4.12 De conclusie is dat niet is komen vast te staan dat Verzekeraar onrechtmatig heeft
gehandeld jegens Consument door registratie van zijn persoonsgegevens in het Incidentenregister en het daaraan gekoppelde EVR. De Commissie wijst de vordering van Consument daarom af.

5. Beslissing

De Commissie wijst de vordering af.

In artikel 5 van het Reglement van de Commissie van Beroep Financiële Dienstverlening is bepaald in welke gevallen beroep openstaat van bindende beslissingen van de Geschillencommissie Financiële Dienstverlening bij de Commissie van Beroep Financiële Dienstverlening. Daarbij geldt een termijn van zes weken na verzending van deze uitspraak. Op de website van Kifid vindt u praktische informatie over het instellen van beroep. Zie hiervoor www.kifid.nl/consumenten/hoe-wordt-uw-klacht-behandeld.

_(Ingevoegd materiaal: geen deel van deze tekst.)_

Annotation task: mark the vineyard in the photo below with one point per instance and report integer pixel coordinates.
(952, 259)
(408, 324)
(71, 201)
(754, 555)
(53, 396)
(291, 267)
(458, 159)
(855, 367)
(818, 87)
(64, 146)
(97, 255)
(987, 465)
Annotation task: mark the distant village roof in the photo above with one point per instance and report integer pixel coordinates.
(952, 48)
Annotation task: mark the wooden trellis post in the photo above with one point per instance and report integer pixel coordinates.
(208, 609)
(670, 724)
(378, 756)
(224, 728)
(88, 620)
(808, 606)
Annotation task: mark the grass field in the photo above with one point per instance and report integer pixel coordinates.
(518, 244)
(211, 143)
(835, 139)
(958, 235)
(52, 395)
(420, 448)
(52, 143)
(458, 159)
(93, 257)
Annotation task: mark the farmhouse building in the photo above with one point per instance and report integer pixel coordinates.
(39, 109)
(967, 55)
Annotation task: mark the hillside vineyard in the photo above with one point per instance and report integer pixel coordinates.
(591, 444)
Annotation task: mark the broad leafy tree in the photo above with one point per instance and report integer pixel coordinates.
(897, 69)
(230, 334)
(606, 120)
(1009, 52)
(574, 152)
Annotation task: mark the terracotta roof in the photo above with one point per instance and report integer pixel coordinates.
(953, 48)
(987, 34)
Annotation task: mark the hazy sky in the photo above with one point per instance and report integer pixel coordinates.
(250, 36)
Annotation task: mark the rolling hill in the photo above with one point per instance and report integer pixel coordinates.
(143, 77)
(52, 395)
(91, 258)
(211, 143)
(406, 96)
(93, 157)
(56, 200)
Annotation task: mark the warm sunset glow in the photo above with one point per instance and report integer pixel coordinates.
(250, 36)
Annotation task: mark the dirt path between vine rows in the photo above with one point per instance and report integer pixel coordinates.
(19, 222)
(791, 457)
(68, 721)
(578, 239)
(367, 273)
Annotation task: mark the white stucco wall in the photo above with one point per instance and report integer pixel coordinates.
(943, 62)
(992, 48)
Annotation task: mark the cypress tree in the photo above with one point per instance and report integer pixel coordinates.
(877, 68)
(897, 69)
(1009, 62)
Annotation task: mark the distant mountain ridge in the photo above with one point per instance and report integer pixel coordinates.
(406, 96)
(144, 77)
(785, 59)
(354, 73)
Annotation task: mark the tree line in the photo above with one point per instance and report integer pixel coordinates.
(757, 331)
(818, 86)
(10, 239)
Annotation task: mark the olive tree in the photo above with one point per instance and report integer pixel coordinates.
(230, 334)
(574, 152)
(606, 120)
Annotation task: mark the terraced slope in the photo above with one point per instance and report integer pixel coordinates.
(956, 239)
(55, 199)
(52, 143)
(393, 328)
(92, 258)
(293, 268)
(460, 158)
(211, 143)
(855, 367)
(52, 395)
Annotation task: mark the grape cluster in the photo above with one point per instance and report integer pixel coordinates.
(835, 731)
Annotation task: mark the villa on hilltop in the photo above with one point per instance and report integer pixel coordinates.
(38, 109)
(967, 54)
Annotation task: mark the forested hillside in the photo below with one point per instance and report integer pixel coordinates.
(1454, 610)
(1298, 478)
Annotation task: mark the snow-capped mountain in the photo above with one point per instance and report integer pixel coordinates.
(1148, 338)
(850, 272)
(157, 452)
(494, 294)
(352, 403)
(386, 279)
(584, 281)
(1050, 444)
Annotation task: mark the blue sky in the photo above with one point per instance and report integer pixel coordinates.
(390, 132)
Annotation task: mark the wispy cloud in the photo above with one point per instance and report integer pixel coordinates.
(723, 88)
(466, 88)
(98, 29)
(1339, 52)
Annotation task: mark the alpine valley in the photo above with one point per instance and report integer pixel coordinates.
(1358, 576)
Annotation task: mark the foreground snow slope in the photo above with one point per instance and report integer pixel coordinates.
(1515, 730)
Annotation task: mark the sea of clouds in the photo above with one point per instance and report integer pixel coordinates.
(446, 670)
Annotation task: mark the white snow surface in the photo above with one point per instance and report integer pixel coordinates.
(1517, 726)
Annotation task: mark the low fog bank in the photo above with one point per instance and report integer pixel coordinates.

U kunt, binnen twee weken na de verzenddatum van deze uitspraak, bij de Voorzitter van de Geschillencommissie Financiële Dienstverlening schriftelijk een verzoek indienen tot herstel van kennelijke vergissingen in de uitspraak. U moet daarbij met name denken aan correctie van reken- of schrijffouten en verbetering van namen en data. De volledige procedure met de termijnen die daarbij in acht moeten worden genomen staat beschreven in artikel 46 van het Reglement.